With this wealth of real-time geographic information, online maps of the future could become truly “live”. These maps will continually learn about the world and update to reflect new information.

Also known as semantic maps, living maps will be a real-time representation of the environment, even including moving cars and people. Digital maps that incorporate live 3D elements like this are a key enabling technology for self-driving cars and autonomous aircraft that may be providing the transportation of the future.

Richer experiences all round

The increases in our technological capacity for data storage, acquisition and processing that will enable the future of online maps we’ve touched on in this chapter will also – obviously – enrich all of our digital experiences across any device.

For online maps, we’ll keep seeing better graphics display, faster route finding and more accurate searches as technology advances.
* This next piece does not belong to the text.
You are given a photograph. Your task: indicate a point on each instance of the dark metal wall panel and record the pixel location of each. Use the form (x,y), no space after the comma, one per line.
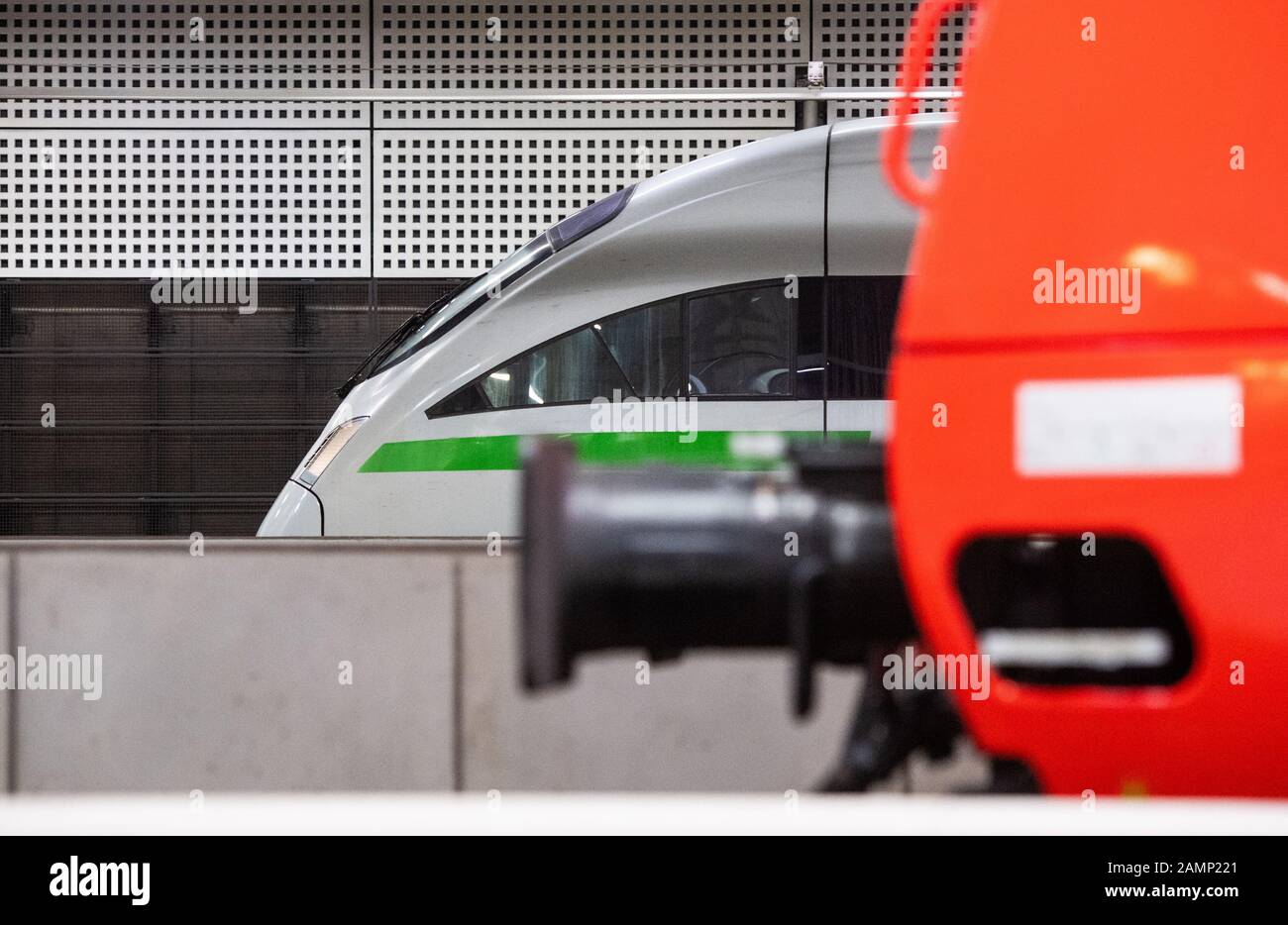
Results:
(171,419)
As well as the overall improvement in digital technology and the big trends we’ve discussed so far, the future of online mapping will also continue to be peppered with new features and innovations. Some of them will become popular, everyday applications and others will fall by the wayside.

We could see more brand integration and marketing with online maps in the near future. Paid pins showing company logos above their stores, ads in directions, and special offer alerts as you walk by a store could all be integrated into web, mobile and future AR mapping.

We may see more features like the COVID-19 layer. Isochrones showing average travel times or air quality information can already be integrated with online maps.

As maps become more powerful, the number of potential features and applications will outstrip anything like an average user’s needs very soon. In the future, there will be more ways to customize your online mapping experience to suit you. We’ll also see more companies offering to help customers customize maps or develop applications with advanced features like AR and living maps.

Whatever happens, Google Maps will certainly continue to be at the forefront of innovation and progress.